This week the cover of Business week is Embracing Illegals. The frame is about how businesses see the 11 million+ ‘illegal immigrants’ as a great market opportunity. To function economically in western capitalism you need identity documents to be part of the ‘representation system‘ that enables trusted value generation and exchange.
It dives into detail about how ‘undocumented immigrants’ get documents to basically function as normal US residents.
Guided by friends and family, the couple soon discovered how to navigate the increasingly above-ground world of illegal residency. At the local Mexican consulate, the Valenzuelas each signed up for an identification card known as a matrícula consular, for which more than half the applicants are undocumented immigrants, according to the Pew Hispanic center, a Washington think tank. Scores of financial institutions now accept it for bank accounts, credit cards, and car loans. Next, they applied to the Internal Revenue Service for individual tax identification numbers (ITINS), allowing them to pay taxes like any U.S. citizen — and thereby to eventually get a home mortgage.
The corporate Establishment’s new hunger for the undocumenteds’ business could have far-reaching implications for America’s stance on immigration policy, which remains unresolved. Corporations are helping, essentially, to bring a huge chunk of the underground economy into the mainstream.
The political implications are less clear-cut. Further integration of illegals into the U.S. could help President George W. Bush in his uphill struggle over the past two years to launch a guest worker program. His plan would provide a path to amnesty and full legalization for many unauthorized residents. Companies are taking a position similar to the President’s, in effect saying: There’s no point in pretending that millions of people aren’t here, so let’s find ways to deal with them.
It quickly became apparent. Largely via word of mouth in Hispanic neighborhoods, Wells Fargo has opened 525,000 matrícula accounts, which now represent 6% of the bank’s total. It opens 800 new accounts a day across the 23 states in which it does business.

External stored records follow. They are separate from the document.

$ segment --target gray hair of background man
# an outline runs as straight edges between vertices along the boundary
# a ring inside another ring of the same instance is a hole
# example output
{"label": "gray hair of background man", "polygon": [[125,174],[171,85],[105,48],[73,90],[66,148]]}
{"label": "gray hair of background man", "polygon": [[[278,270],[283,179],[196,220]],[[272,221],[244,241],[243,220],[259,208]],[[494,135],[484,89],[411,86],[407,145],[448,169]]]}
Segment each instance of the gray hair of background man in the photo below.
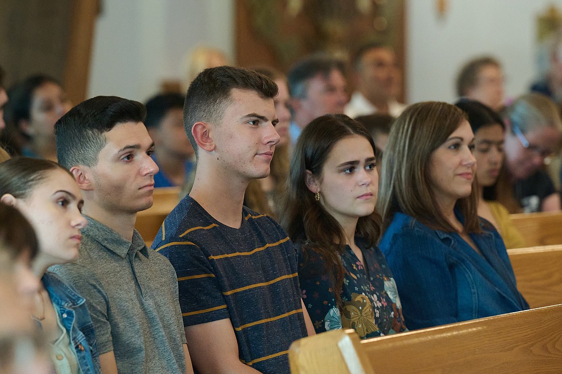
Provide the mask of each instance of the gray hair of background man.
{"label": "gray hair of background man", "polygon": [[468,90],[476,85],[480,70],[489,65],[501,67],[500,61],[490,56],[473,58],[464,64],[457,76],[457,94],[460,97],[465,96]]}
{"label": "gray hair of background man", "polygon": [[334,69],[345,76],[345,63],[327,55],[312,55],[299,61],[293,65],[287,76],[289,94],[291,97],[306,98],[308,80],[318,74],[328,78]]}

The success of the matrícula has encouraged the expansion of other financial products, such as home mortgages, using the ITIN. Created for people such as foreigners with U.S. investments who aren’t eligible for a Social Security number but still may owe U.S. income taxes, the agency issued 900,000 ITINs last year and a total of 8 million since 1996. In Chicago, Second Federal Savings has 620 ITIN loans worth $90 million.